One of the major differences is that T5 is the first in the series to use a flat-screen LCD monitor for the arcade cabinet (even Time Crisis 4 used CRT or rear projection displays when it launched back in 2006). The twin 55″ panels provide a vibrant picture of all the action happening on-screen. The game also sports a new handgun design for your weapon, which now includes a dedicated button to switch weapons during the heat of battle. On the side of the gun, a small orange button allows you to easily switch between your available weapons at your disposal. The new handgun also has a sliding force feedback feature which lets you feel the recoil as you’re firing shots.

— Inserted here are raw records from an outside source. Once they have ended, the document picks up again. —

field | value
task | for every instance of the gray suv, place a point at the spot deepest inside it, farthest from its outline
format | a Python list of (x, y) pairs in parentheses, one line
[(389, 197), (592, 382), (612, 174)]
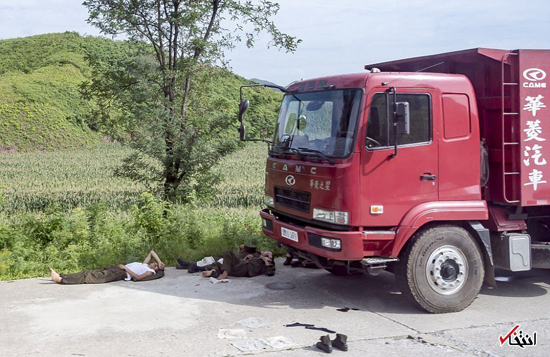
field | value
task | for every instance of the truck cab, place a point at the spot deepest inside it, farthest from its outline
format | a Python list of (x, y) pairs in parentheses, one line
[(410, 171)]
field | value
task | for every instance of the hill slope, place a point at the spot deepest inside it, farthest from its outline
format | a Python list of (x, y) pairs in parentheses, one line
[(40, 103)]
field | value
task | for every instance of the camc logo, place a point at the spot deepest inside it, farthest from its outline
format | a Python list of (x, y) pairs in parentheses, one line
[(534, 75), (290, 180)]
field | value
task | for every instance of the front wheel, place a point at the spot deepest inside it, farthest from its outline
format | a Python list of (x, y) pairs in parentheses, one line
[(441, 270)]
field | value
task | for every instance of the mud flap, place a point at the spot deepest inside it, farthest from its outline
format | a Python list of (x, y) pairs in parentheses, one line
[(485, 237)]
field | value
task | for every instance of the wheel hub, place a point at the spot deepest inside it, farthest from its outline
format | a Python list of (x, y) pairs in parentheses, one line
[(447, 270)]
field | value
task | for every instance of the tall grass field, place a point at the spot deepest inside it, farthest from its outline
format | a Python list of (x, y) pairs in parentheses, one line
[(66, 209)]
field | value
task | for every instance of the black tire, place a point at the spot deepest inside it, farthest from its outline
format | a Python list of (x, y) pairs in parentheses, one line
[(441, 270)]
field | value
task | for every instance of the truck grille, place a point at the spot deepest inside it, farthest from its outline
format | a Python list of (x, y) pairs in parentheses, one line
[(296, 200)]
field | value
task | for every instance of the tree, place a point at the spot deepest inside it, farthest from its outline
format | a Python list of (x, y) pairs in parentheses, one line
[(158, 89)]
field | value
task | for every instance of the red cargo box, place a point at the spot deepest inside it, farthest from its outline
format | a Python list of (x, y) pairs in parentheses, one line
[(513, 95)]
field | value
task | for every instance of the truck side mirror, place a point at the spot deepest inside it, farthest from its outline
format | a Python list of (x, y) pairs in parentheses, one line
[(242, 109), (402, 118)]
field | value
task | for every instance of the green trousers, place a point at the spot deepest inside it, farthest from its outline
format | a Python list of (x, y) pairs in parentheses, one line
[(98, 276)]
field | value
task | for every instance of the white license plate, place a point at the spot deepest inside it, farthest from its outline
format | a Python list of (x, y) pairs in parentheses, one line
[(290, 234)]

While playing through the game, I found the new handgun quite comfortable to use and the built in feedback helped to enhance the immersion of playing the game. Bandai Namco has also apparently been working on the new depth sensors, positioned around each monitor to allow precision tracking of the new handgun, which seemed to be working quite well when I was aiming and shooting.


Also new to Time Crisis 5 is the ‘double pedal’ system, which replaces the large single foot pedal which has been a trademark feature of the series since its original debut. These two pedals (one for Left and one for Right) allow you to switch cover easily by tapping a pedal to move between different points of cover in the level. Using this allows you to quickly maneuver to a vantage point and shoot your enemies’ weak spots. This becomes essential for some of the enemies that have shields, or being able to evade attacks or escape smoke bombs. The pedals also retain the ‘release to hide behind cover’ mechanic from previous games, so you’ll be using them to switch cover points then releasing to duck.

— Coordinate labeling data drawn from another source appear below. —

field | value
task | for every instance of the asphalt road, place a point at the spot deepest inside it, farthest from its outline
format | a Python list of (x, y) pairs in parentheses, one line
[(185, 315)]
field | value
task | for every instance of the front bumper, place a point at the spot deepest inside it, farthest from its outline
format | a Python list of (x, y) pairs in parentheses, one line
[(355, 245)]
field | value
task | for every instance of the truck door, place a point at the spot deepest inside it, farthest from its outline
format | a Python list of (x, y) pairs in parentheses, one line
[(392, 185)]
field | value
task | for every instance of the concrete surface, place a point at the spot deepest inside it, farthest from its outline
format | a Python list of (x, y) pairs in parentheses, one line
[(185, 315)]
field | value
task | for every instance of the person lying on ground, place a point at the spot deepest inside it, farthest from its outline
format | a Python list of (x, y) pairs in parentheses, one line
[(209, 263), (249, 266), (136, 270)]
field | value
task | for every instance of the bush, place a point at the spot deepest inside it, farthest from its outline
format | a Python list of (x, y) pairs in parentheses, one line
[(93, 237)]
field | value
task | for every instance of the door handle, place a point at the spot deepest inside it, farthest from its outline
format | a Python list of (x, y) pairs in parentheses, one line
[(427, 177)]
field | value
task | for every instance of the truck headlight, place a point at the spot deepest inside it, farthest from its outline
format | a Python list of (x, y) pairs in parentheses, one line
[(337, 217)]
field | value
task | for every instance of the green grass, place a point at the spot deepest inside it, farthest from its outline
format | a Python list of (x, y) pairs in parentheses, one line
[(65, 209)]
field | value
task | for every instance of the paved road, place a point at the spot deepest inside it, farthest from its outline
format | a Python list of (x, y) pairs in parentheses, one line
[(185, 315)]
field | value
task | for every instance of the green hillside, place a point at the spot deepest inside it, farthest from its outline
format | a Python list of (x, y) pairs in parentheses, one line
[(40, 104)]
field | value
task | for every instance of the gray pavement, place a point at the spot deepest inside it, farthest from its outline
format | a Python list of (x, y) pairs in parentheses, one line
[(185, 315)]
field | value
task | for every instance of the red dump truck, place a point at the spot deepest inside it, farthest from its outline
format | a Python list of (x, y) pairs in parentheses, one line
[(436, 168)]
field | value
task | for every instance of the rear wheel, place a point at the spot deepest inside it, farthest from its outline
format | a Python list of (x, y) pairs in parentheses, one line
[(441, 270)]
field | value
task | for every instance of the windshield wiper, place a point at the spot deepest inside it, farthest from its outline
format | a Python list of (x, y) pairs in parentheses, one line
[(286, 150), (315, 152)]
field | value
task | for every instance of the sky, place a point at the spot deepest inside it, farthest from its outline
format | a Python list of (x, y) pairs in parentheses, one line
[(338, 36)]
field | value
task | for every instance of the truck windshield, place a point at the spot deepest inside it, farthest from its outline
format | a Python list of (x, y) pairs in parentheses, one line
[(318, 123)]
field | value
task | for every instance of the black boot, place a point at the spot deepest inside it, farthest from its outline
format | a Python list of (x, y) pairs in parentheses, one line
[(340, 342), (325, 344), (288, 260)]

As for the actual game, it looks noticeably better than the last game with improved graphics, from the environments and character models and just the overall look of the game. Time Crisis 5 is also powered by Unreal Engine (but we were unable to find out whether its built on Unreal 3 or 4). There are currently 3 main levels, with an additional 3 levels to be added via an additional ROM pack for the machine when it’s available later this year.

TC5_AThe current content on offer provides a fun rail shooter experience, while the double pedal system lets you have a little bit of freedom in how you take on each encounter. The handgun also seemed quite responsive and accurate, with no major problems that I could notice.

According the Bandai Namco reps on show, Time Crisis 5 will be available worldwide later this year for arcades, so hopefully some of the remaining arcades in the UK might pick this one up.